La exposición se inicia con Solitary Figure in a Theater (c. 1902-4), un cuadro de un tono oscuro que nos acerca a sus primeras vinculaciones puritanas y  termina con Two Comedians (1966). Entre cuadro y cuadro, como decíamos al inicio, se disparan interrogantes ¿qué desarrollan estos dispositivos teatrales presentando escenas sin desenlace? Incluso en Conference at night de 1949 uno de los pocos donde simulan hablar, parecieran personajes o figuras (como dice Bonnefoy) a la espera que les asignen un drama, de ahí quizá Two Comedians, Jo y Hopper, saludan de antemano, a quien se lo pueda otorgar.

Con motivo de la exposición se proyecta una magnífica serie de películas y se realiza un simposio internacional Edward Hopper, el cine y la vida moderna. Sin que nos olvidemos del reportaje Hopper. El pintor del silencio (2005) realizado por Carlos Rodríguez con guión de Raquel Santos y producción de Isabel Lapuerta, que enlaza de forma visual cuadros de Hopper y películas donde rastrearlos, con tanta fluidez, que tratar de reflejarlo desde nuestra escritura, aturde, destacaremos Lejos del cielo (Far from Heaven, 2002). Tanto para el director, Todd Haynes como para el operador, Edward Lachman, sus imágenes abiertas formulan historias donde el final deberá concluir el espectador, tratando muros de luz que suspenden el tiempo. La película retoma la soledad de los personajes de Hopper, haciendo relevancia en el intrincado universo interior femenino, de mujeres absortas, como si toda la opresión del mundo cayera sobre ellas. Lachman se inspira en numerosos cuadros de Hopper para expresar la soledad o el aislamiento como por ejemplo el que refleja Chop Suey (que a su vez nos recuerda el ensimismamiento femenino de El ajento de Degas, 1876, o de Manet en El aguardiente de ciruelas, 1877/78).
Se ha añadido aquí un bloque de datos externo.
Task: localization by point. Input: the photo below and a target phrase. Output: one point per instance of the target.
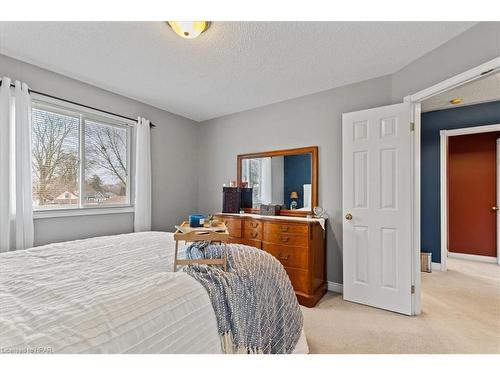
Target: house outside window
(79, 159)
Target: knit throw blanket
(256, 308)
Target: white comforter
(112, 294)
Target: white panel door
(377, 203)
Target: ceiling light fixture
(189, 29)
Además en Lejos del cielo, Tod Haynes mantiene un look hopperiano junto al melodrama de John Stahl y Douglas Sirk, con sus mujeres enrejadas tras las ventanas, donde cada plano supone una historia, un todo conjuntado en donde los colores conforman el protagonismo. Este director también organizó en agosto de 2004 en Tate Modern junto a la exposición de Hopper, una proyección de una serie de películas con una correlación artística, una mirada compartida con Hopper, bien a través de la expresión de soledad, bien con semejante tratamiento plástico. Así Heynes ve un manejo semejante del aislamiento tanto en Hopper como en Blue Velvet (1986) o Mullholand Drive (2001) de David Lynch. Como común es la tensión que ve con Hitchcock y la amenaza dentro de unas arquitecturas desoladas.
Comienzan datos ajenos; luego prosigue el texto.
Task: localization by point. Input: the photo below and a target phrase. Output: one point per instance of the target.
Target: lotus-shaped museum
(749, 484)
Si el cine ha tomado múltiples referentes de la pintura de Hopper, a él también le interesaron diversas películas, así, entre otras, le gustaba el cine de Elia Kazan y la vida de barrio reflejada en Marty (Delbert Mann, 1955); Los niños del paraíso (Marcel Carné, 1945) le inspira Two Comedians y el relato corto de Hemingway Los asesinos (The Killers, 1927) le sugirió Nighthawks (1942) que también podemos ver en la película de Robert Siodmak Forajidos (The Killers, 1946). Si sus cuadros son esencias de luz y tiempo en un decorado escueto, no es de extrañar que le gustase el cine negro que es una quintaesencia social, con una opresión lograda por la iluminación marcada, encuadres agresivos y decorados tajantes.